Keith Clark, the executive director of UWC, said a UAE campus had been under discussion for the past two years.

ABU DHABI // The Abu Dhabi Government is in talks to set up the fourteenth international campus of a world-renowned college in the capital.

United World College (UWC) is a pre-university school that offers a two-year diploma to students between 16 and 18 years of age. It uses scholarships and bursaries to attract applicants from 180 countries.

Education officials in Abu Dhabi said they plan to open a campus in the next four years to enable more Emirati students to gain an International Baccalaureate (IB) certificate while exposing them to a multicultural environment.

"With Abu Dhabi's journey towards being more integrated with world cultures, the campus will be a perfect gift for the pupils," said Dr Masood Badri, the director of research and performance management at the Abu Dhabi Education Council (Adec).

The IB diploma, considered one of the best secondary education qualifications in the world, covers science, maths, languages, humanities and the arts. At UWC campuses, the curriculum is not purely academic: students also learn international and intercultural understanding, compassion, the importance of voluntary work and respect for the environment.

Keith Clark, the executive director of UWC, said a UAE campus had been under discussion for the past two years.

"The partnership began with young Emiratis entering UWC, but [we are] potentially looking at a broader possibility of setting up a campus in Abu Dhabi," he said.

The UAE campus, which may be built on Delma Island west of the capital, will host both Emirati and non-Emirati students.

This year, to kick off the collaboration, Adec is sponsoring five Emirati pupils to complete their high school diploma at a current UWC campus.

"These pupils will be representing the UAE for the first time in these schools," Dr Badri said. "We are working towards building our very own UWC and the plan is to have it up and running in the next few years."

The Emirati students who have been selected for the two-year scholarship will be leaving next month.

Mustafa Abu Bakr will go to the US campus in New Mexico; Hamdan Mubarak Hatrash to the UK; Ahmed Mohammed to Costa Rica; Mohamed Amer to Italy; and Talal Bashir to Bosnia.
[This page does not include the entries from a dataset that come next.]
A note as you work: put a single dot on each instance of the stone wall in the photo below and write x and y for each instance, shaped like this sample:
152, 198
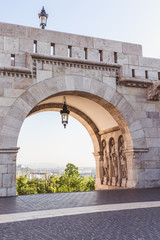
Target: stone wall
121, 80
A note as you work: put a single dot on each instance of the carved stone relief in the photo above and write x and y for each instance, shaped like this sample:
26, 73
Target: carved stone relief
122, 161
114, 163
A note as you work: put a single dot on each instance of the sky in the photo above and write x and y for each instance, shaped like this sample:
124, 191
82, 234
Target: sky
42, 139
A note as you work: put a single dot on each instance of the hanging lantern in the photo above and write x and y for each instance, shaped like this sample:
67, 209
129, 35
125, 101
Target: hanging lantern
64, 113
43, 18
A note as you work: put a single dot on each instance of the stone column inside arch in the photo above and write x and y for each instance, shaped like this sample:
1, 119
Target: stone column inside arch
132, 174
8, 171
99, 169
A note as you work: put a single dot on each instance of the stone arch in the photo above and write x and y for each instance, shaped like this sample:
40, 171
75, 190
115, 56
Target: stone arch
103, 94
90, 88
77, 114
"It is an extraordinary school and all the people there are from different parts of the world," Mustafa said. "In our schools here, we are not exposed to so many cultures and this will be an opportunity to understand them."

"I will be starting a new life, living on my own," said Hamdan, who is looking forward to the arts and sports programmes at the college in south Wales. "I think it'll help me become more independent."

Paul Andrews, the manager of the private school division at Adec, who has been preparing the pupils, said they were chosen out of 15 applicants.

"The essential qualities of a UWC student are to be open-minded, curious and have a genuine interest in making a positive impact on society," he said. "These pupils have that, as well as the academic ability required. We plan to extend this and give out up to 12 scholarships from next year as part of the agreement."

Dr Bardi said the initiative would build the calibre of the country's university applicants. "This is our main concern and we know that the student output from these colleges is very high," he said. "Once they graduate, university offers will be on their doorstep."